= Harvard Summit for Young Leaders in China =

The Harvard Summit for Young Leaders in China (HSYLC) is an annual conference for Chinese high school students organized by the Harvard Association for US-China Relations (HAUSCR). The eight-day conference, conducted by Harvard College undergraduates, faculty, and prominent leaders from both nations, seeks to expose 600 Chinese high school students to liberal arts education. The conference includes seminars led by Harvard College undergraduate students. In prior years, the conference included a Distinguished Speaker Series and an entrepreneurial program organized in connection with China Thinks Big.

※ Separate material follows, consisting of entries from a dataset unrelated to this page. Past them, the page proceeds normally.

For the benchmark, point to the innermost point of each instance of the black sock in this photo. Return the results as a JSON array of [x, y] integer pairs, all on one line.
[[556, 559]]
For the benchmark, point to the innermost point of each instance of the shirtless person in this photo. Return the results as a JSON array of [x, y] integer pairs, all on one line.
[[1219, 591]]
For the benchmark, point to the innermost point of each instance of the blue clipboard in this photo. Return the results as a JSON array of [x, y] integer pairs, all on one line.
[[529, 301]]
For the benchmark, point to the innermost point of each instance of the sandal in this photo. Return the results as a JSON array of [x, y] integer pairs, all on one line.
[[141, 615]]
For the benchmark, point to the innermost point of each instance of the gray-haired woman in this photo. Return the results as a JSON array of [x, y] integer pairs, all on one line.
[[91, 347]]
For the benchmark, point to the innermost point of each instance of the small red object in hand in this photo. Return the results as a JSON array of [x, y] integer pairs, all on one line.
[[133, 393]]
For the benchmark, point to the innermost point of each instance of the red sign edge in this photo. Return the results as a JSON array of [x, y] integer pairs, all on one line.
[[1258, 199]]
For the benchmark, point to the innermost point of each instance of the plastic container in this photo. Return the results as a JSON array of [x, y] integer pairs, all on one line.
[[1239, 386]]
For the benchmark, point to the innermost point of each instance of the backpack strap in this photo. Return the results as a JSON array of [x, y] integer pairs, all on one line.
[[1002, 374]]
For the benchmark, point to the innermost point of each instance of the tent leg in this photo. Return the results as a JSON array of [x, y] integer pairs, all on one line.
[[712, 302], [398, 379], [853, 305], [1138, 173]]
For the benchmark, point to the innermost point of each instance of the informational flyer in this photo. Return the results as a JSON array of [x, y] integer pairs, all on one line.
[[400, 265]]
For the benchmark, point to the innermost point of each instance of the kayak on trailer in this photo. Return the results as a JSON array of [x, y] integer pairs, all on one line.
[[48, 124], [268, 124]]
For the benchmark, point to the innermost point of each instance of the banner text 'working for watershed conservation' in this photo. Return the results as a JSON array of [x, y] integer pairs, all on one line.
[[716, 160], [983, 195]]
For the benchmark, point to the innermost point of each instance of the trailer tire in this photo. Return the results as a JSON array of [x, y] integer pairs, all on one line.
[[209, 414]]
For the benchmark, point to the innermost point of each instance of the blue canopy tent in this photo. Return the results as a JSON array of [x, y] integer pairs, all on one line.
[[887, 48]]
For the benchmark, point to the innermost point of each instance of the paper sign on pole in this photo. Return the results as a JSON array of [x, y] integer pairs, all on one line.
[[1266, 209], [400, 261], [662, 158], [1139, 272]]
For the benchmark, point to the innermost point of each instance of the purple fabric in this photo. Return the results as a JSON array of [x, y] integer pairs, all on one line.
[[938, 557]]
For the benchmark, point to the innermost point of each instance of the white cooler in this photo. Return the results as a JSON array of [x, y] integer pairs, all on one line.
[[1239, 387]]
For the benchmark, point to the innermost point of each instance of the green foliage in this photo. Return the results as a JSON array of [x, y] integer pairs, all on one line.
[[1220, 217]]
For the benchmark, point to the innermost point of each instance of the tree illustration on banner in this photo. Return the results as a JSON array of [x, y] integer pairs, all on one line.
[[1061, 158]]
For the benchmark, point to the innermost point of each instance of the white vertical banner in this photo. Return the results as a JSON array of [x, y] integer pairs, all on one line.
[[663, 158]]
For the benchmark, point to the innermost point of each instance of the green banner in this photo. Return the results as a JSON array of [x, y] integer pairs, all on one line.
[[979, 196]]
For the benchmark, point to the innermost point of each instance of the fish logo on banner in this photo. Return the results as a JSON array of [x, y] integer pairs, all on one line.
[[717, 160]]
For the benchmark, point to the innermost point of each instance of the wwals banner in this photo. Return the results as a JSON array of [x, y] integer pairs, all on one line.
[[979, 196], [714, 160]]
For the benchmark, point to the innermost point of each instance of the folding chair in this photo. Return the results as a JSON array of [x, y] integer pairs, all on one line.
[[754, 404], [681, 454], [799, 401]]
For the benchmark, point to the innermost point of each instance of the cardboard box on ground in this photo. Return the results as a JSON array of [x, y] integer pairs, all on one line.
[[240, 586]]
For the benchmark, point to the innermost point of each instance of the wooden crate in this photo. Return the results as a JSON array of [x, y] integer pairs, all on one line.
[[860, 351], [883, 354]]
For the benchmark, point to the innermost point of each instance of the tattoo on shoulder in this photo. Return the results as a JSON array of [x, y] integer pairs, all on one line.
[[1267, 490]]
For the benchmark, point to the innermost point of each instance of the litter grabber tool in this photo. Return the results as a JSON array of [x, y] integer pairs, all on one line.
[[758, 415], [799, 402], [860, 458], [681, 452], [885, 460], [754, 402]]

Currently, the conferences take place in Beijing, Shanghai, Hangzhou, and Shenzhen. Each site hosts about 40 Harvard College students that teach seminars and 40 teaching fellows (TFs). TFs are typically Chinese natives also in undergraduate programs with strong English and leadership skills.

== History ==

HSYLC's parent organization, HAUSCR, was founded in the fall of 2005 by seven Harvard College freshmen. HSYLC became the organization's flagship program, and the first conference was held in the summer of 2006. HSYLC 2006, supported by the Goldman Sachs Foundation and American Airlines, recruited 37 Harvard students to create and teach a curriculum at a school in Shanghai. The program received extensive media attention across China, bringing approximately 600 high school students from among thousands of applicants to participate. By 2008, the Chinese high school students at HSYLC represented 120 high schools from across China. By HSYLC 2016, the program consisted of separate sites in three cities, Beijing, Shanghai, and Hangzhou. HSYLC Hangzhou 2016 was organized in partnership with the 2016 G20 Hangzhou summit. In 2024, HAUSCR launched HSYLC Shenzhen.

== Student seminars ==
HSYLC teaches Chinese high school students. Structured after Harvard College's own Freshman Seminar Program, seminars at HSYLC are designed and led by Harvard undergraduates knowledgeable in a particular area of interest.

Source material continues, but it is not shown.